Here is my prescription. Maryland legislators--and all the state's citizens--can kickstart the health of the Bay by trying out a plant-based diet. If we eat grains, beans, vegetables, and fruits directly, instead of using grains to fatten animals, we could cut down on land use and pollution. Our leaders in Annapolis should be role models for environmentally conscious eating.

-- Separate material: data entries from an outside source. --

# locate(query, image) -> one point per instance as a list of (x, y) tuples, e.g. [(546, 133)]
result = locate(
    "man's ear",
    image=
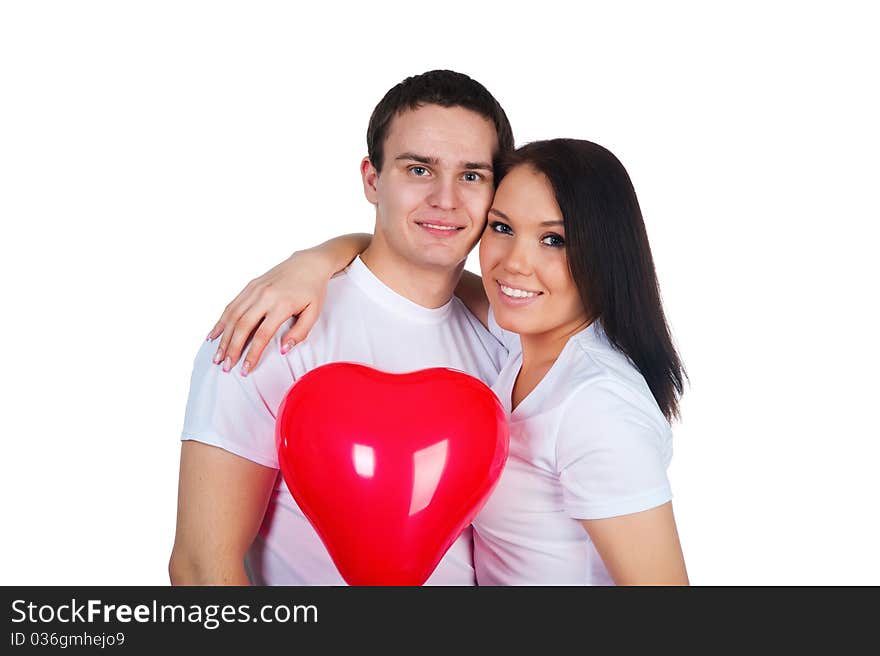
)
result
[(370, 176)]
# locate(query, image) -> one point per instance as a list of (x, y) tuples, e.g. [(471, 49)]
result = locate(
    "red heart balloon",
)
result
[(390, 468)]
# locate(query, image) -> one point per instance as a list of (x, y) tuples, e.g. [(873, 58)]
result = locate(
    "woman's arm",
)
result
[(470, 291), (296, 287), (640, 549)]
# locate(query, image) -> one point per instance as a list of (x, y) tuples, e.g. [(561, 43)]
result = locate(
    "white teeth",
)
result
[(516, 293)]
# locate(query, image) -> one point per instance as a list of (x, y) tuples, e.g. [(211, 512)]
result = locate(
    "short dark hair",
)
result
[(444, 88), (609, 256)]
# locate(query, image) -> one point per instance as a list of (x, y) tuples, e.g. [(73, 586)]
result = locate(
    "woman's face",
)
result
[(523, 259)]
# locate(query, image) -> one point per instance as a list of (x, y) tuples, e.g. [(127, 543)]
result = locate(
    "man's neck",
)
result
[(426, 286)]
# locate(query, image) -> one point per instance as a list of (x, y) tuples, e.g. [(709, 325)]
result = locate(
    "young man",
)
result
[(431, 143)]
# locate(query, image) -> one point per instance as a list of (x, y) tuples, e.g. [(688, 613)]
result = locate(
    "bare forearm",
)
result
[(192, 571), (337, 253)]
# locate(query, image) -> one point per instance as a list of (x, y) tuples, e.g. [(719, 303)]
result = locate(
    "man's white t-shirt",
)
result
[(363, 321), (589, 442)]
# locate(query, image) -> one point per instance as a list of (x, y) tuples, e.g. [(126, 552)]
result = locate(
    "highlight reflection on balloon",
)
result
[(390, 468)]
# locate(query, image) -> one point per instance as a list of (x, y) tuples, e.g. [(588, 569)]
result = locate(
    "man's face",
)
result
[(435, 186)]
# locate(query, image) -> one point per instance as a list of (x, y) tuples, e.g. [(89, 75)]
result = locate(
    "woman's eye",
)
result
[(503, 228), (553, 240)]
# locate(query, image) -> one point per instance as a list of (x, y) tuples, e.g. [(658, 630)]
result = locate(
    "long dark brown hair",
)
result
[(609, 256)]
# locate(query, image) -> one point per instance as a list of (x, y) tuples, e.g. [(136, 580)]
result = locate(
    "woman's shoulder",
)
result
[(604, 383)]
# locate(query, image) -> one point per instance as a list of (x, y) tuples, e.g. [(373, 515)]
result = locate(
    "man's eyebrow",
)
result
[(433, 161), (480, 166), (422, 159)]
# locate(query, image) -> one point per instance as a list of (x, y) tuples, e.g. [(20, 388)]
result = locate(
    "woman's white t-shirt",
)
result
[(589, 442)]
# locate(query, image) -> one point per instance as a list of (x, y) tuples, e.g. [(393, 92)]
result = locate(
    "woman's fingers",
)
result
[(264, 334), (301, 327), (241, 333)]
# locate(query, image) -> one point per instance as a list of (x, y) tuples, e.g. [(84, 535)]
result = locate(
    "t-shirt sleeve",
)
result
[(230, 412), (612, 453), (510, 340)]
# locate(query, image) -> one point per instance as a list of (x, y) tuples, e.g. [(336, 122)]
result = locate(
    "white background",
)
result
[(155, 156)]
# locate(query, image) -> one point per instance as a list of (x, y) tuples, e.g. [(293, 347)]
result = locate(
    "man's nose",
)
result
[(444, 194)]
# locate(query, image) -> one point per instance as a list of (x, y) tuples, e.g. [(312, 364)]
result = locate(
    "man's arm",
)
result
[(221, 501)]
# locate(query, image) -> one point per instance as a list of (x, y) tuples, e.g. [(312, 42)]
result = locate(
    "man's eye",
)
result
[(553, 240), (503, 228)]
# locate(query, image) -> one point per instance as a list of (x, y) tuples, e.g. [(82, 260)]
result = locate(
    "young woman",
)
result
[(591, 382)]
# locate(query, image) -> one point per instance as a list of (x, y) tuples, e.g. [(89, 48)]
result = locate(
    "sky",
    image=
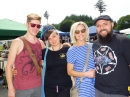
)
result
[(18, 10)]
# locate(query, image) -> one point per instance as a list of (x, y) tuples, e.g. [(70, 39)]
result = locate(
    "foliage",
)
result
[(101, 6), (124, 22)]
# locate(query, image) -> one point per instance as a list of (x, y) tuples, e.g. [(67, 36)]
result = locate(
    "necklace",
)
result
[(58, 49)]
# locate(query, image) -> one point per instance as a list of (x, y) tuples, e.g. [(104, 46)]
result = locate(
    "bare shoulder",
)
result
[(42, 44), (17, 41)]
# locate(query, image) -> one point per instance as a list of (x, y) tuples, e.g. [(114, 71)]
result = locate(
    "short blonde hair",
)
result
[(73, 28), (33, 16)]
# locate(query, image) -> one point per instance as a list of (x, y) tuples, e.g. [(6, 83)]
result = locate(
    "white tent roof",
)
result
[(125, 31)]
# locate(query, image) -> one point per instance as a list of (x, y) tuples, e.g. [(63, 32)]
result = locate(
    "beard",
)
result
[(107, 38)]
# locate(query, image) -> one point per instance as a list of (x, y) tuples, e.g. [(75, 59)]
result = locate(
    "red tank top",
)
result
[(27, 76)]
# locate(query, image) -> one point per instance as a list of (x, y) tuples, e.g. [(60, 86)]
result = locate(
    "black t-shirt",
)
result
[(56, 68), (112, 65)]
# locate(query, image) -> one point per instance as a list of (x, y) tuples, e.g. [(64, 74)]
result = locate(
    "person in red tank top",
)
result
[(27, 81)]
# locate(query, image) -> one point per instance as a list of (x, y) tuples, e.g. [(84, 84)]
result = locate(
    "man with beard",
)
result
[(112, 60)]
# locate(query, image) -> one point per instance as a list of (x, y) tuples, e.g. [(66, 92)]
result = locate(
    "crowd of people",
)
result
[(106, 74)]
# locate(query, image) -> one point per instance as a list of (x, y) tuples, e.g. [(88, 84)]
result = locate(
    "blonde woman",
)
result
[(76, 57)]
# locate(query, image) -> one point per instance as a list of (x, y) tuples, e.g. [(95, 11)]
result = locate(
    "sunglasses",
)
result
[(78, 31), (33, 25)]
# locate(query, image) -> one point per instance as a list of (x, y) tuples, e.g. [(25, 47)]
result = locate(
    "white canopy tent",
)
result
[(125, 31)]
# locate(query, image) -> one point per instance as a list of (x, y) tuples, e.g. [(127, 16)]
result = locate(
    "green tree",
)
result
[(123, 22), (101, 6)]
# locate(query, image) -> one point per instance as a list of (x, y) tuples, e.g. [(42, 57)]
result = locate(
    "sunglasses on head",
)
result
[(33, 25), (78, 31)]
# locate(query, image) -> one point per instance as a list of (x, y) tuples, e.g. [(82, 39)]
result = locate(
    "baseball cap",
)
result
[(103, 17)]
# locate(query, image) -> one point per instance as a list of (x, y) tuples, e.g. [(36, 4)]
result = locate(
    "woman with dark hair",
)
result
[(57, 82)]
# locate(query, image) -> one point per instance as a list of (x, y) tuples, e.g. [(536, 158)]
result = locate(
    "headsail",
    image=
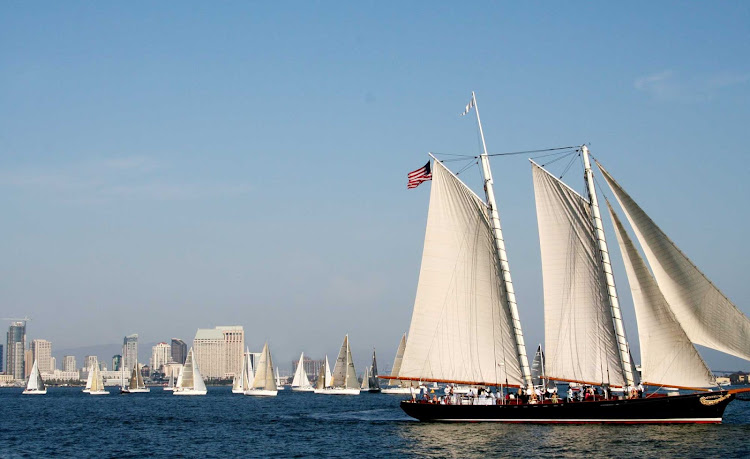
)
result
[(579, 333), (460, 330), (667, 355), (708, 317)]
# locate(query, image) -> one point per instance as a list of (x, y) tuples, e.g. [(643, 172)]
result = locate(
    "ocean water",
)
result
[(68, 423)]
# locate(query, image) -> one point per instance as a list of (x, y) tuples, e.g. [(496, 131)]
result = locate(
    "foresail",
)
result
[(460, 329), (667, 355), (580, 341), (706, 315)]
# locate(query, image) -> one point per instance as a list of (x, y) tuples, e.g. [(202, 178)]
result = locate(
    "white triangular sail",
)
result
[(36, 383), (460, 329), (580, 340), (264, 378), (300, 376), (667, 355), (708, 317)]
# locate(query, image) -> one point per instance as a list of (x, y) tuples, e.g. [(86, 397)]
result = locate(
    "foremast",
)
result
[(507, 284), (622, 343)]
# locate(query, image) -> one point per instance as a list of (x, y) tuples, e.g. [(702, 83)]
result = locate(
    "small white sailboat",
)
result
[(264, 384), (301, 382), (241, 382), (190, 382), (279, 385), (136, 384), (344, 375), (97, 382), (399, 387), (35, 385)]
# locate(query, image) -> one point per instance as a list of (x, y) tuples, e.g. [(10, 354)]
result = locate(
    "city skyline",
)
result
[(165, 170)]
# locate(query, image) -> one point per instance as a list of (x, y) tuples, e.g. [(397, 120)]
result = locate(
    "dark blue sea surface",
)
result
[(68, 423)]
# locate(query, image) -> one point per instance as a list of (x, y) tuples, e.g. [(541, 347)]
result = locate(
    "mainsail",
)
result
[(667, 355), (579, 333), (459, 331), (708, 317), (264, 378), (344, 374)]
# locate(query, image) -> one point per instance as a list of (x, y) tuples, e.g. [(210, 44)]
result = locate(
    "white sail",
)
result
[(300, 376), (460, 329), (344, 374), (708, 317), (264, 378), (667, 355), (35, 383), (580, 340)]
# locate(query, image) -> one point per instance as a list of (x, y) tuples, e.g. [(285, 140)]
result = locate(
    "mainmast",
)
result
[(614, 303), (502, 256)]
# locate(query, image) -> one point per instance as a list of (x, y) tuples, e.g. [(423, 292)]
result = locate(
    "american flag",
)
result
[(418, 176)]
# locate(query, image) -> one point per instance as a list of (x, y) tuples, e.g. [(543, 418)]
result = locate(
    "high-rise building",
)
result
[(179, 351), (89, 361), (234, 339), (130, 351), (69, 363), (116, 362), (42, 350), (209, 351), (160, 355), (15, 350), (218, 351)]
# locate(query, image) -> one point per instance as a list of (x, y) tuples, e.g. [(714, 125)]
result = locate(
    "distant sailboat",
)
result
[(373, 381), (241, 381), (301, 383), (264, 384), (136, 383), (190, 382), (97, 382), (35, 385), (399, 387), (344, 375), (279, 385)]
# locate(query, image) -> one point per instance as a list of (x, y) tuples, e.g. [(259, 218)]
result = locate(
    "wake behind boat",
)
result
[(476, 339)]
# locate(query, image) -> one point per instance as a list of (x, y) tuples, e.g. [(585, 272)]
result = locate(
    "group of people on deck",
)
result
[(485, 396)]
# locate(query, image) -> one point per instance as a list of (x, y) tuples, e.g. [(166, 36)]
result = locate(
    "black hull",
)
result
[(694, 408)]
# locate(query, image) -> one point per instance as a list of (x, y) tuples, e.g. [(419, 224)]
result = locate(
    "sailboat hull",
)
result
[(687, 409)]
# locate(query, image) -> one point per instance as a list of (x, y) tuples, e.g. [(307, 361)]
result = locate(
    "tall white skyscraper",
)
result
[(130, 351), (42, 350), (160, 355)]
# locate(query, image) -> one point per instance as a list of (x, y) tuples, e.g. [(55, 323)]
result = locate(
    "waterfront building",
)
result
[(116, 362), (42, 354), (160, 355), (69, 363), (16, 343), (130, 351), (179, 351), (89, 361)]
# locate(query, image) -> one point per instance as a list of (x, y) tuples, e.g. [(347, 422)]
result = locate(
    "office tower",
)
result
[(69, 363), (42, 354), (130, 351), (116, 362), (89, 361), (160, 355), (15, 351), (179, 351)]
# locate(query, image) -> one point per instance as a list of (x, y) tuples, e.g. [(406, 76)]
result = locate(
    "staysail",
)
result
[(264, 378), (580, 339), (667, 355), (708, 317), (344, 374), (459, 331)]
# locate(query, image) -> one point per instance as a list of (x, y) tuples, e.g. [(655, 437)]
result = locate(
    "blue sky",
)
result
[(183, 165)]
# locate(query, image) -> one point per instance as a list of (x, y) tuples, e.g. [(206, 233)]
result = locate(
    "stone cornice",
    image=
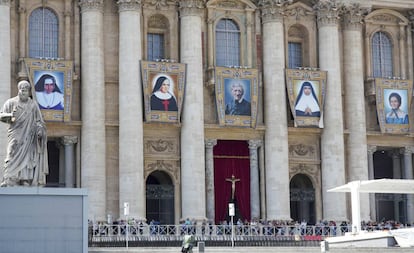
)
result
[(91, 5), (5, 2), (69, 140), (191, 7), (328, 12), (273, 10), (129, 5), (210, 143), (354, 17), (254, 144)]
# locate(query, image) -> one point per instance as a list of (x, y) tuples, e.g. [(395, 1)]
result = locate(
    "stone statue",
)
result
[(233, 181), (26, 160)]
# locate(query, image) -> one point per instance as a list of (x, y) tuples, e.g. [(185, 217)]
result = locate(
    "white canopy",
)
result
[(384, 185), (404, 186)]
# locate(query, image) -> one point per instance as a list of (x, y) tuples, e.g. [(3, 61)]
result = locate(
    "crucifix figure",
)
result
[(233, 181)]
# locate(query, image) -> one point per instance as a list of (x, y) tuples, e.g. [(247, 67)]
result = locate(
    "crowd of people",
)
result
[(244, 227)]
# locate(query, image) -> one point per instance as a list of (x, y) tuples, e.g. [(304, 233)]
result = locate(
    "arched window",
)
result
[(295, 54), (381, 55), (43, 33), (157, 37), (227, 43)]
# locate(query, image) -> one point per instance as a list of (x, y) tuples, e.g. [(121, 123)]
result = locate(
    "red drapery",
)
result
[(231, 158)]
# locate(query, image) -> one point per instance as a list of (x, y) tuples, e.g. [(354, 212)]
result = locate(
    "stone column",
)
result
[(68, 32), (59, 145), (93, 159), (5, 70), (69, 144), (131, 153), (332, 139), (210, 179), (357, 160), (192, 137), (408, 171), (372, 210), (275, 116), (396, 167), (254, 179)]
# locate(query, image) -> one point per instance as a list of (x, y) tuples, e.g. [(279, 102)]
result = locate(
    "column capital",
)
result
[(5, 2), (191, 7), (69, 140), (408, 150), (371, 149), (91, 5), (354, 16), (129, 5), (254, 144), (210, 143), (273, 10), (328, 12)]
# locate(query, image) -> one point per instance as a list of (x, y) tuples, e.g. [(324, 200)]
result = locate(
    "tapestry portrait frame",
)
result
[(62, 71), (151, 72), (386, 87), (247, 78), (316, 79)]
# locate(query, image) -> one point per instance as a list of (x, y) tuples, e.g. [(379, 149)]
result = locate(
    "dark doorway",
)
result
[(302, 199), (389, 206), (52, 180), (160, 198)]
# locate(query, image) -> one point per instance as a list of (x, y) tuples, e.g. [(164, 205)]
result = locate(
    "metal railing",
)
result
[(105, 235)]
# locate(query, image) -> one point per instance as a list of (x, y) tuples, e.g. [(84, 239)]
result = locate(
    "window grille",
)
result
[(381, 55), (43, 34), (155, 45), (227, 43), (295, 55)]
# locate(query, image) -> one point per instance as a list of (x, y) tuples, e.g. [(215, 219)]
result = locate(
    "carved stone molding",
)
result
[(158, 21), (171, 167), (191, 7), (354, 17), (160, 146), (210, 143), (5, 2), (91, 5), (312, 171), (254, 144), (371, 149), (69, 140), (328, 12), (299, 13), (301, 150), (129, 5), (409, 150), (273, 10)]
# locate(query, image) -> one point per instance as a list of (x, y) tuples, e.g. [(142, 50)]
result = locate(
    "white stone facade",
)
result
[(116, 149)]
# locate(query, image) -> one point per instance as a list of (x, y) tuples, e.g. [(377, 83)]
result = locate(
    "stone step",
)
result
[(252, 250)]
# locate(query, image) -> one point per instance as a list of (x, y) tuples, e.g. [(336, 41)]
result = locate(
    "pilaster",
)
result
[(332, 139), (93, 159), (210, 179), (276, 135), (192, 132), (254, 179), (131, 133), (355, 99), (68, 143), (5, 70)]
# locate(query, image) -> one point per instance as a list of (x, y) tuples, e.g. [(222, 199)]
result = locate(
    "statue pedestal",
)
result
[(46, 220)]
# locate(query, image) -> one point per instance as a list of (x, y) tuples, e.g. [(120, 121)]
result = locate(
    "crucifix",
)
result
[(233, 181)]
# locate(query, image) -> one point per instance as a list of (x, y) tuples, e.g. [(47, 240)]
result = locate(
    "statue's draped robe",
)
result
[(27, 143)]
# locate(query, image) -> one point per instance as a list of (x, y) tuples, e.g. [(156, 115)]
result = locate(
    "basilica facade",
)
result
[(194, 154)]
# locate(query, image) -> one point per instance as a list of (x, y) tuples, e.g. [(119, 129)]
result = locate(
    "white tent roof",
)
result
[(379, 186)]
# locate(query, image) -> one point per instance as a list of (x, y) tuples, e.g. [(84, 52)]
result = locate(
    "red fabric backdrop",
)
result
[(231, 158)]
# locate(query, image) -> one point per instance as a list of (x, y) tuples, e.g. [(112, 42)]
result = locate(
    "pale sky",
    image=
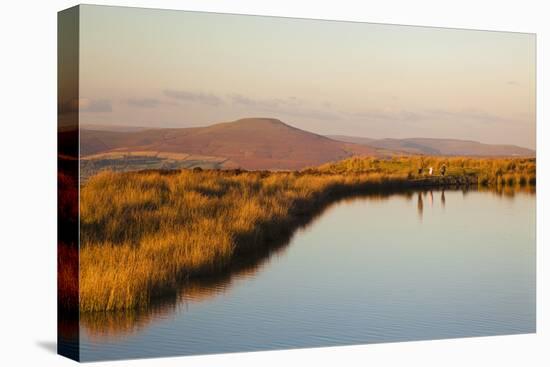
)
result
[(163, 68)]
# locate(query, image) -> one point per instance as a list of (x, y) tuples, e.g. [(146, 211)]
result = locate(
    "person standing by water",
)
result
[(443, 169)]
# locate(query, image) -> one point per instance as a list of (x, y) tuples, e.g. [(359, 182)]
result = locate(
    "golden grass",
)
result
[(142, 233)]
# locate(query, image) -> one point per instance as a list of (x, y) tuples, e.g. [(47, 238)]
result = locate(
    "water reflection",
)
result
[(198, 295)]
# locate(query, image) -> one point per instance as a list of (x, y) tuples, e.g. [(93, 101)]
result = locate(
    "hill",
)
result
[(439, 147), (251, 143)]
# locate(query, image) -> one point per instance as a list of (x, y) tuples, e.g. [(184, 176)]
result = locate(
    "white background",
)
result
[(28, 181)]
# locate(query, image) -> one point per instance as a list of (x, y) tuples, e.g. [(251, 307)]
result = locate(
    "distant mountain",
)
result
[(448, 147), (251, 143)]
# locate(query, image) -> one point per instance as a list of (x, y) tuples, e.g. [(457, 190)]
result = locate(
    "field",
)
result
[(144, 233)]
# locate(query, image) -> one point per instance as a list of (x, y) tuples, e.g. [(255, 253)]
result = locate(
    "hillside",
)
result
[(440, 147), (251, 143)]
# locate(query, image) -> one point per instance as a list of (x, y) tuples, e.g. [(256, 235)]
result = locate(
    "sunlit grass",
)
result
[(142, 233)]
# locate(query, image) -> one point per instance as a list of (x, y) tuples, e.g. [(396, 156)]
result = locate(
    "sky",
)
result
[(165, 68)]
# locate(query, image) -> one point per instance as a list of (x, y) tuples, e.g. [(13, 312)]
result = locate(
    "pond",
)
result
[(384, 268)]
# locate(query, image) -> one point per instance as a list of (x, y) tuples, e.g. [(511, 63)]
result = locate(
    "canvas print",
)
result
[(233, 183)]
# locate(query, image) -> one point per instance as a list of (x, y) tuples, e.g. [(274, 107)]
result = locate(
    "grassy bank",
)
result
[(143, 233)]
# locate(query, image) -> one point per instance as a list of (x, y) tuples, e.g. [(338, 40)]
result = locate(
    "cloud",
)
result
[(95, 105), (143, 102), (279, 106), (470, 114), (202, 98)]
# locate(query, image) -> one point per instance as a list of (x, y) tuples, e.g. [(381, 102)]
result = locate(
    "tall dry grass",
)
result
[(142, 233)]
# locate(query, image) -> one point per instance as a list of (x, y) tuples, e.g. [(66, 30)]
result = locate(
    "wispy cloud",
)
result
[(286, 106), (95, 105), (143, 102), (202, 98)]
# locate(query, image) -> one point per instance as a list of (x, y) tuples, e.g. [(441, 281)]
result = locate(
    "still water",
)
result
[(405, 266)]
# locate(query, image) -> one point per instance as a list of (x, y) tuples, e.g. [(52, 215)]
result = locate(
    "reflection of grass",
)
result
[(142, 233)]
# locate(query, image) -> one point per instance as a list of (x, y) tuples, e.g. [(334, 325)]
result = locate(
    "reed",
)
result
[(143, 233)]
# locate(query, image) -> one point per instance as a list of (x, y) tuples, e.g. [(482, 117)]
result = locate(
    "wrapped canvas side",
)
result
[(67, 183)]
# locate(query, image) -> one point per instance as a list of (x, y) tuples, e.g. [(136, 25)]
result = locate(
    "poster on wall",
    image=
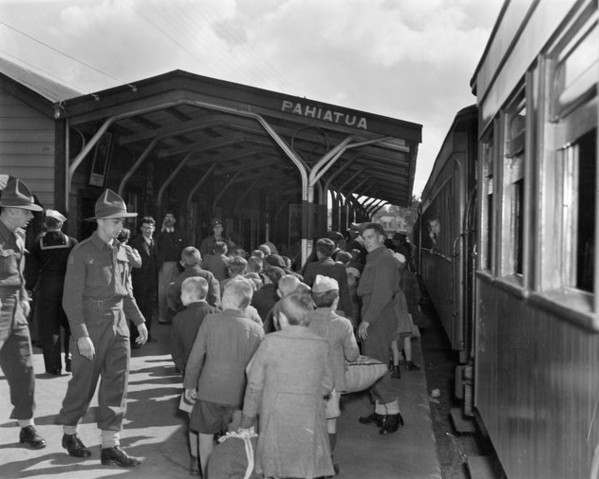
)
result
[(101, 162)]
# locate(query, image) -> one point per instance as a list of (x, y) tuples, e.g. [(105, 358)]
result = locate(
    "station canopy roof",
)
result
[(244, 131)]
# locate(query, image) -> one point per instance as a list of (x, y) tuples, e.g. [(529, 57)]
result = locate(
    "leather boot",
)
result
[(74, 446), (392, 424), (377, 419), (29, 436), (116, 455)]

There is, of course, another advantage to a plant-based diet. Two-thirds of Maryland residents are overweight, and 26 percent are obese, according to the latest statistics from the Centers for Disease Control and Prevention. A plant-based diet dramatically cuts our risk of obesity, diabetes, hypertension, heart disease, and certain cancers, too. That means it will also cut our collective health care bill.

There's a lot to like in a plant-based diet. Now, if it sounds like a tall order, I suggest doing it for just three weeks, which is more than enough time to see health benefits. The payoff is potentially huge: A cleaner Bay, cleaner arteries, and a clear pathway to health for the next generation of Maryland citizens.

Neal Barnard, M.D., is a nutrition researcher and president of the Physicians Committee for Responsible Medicine.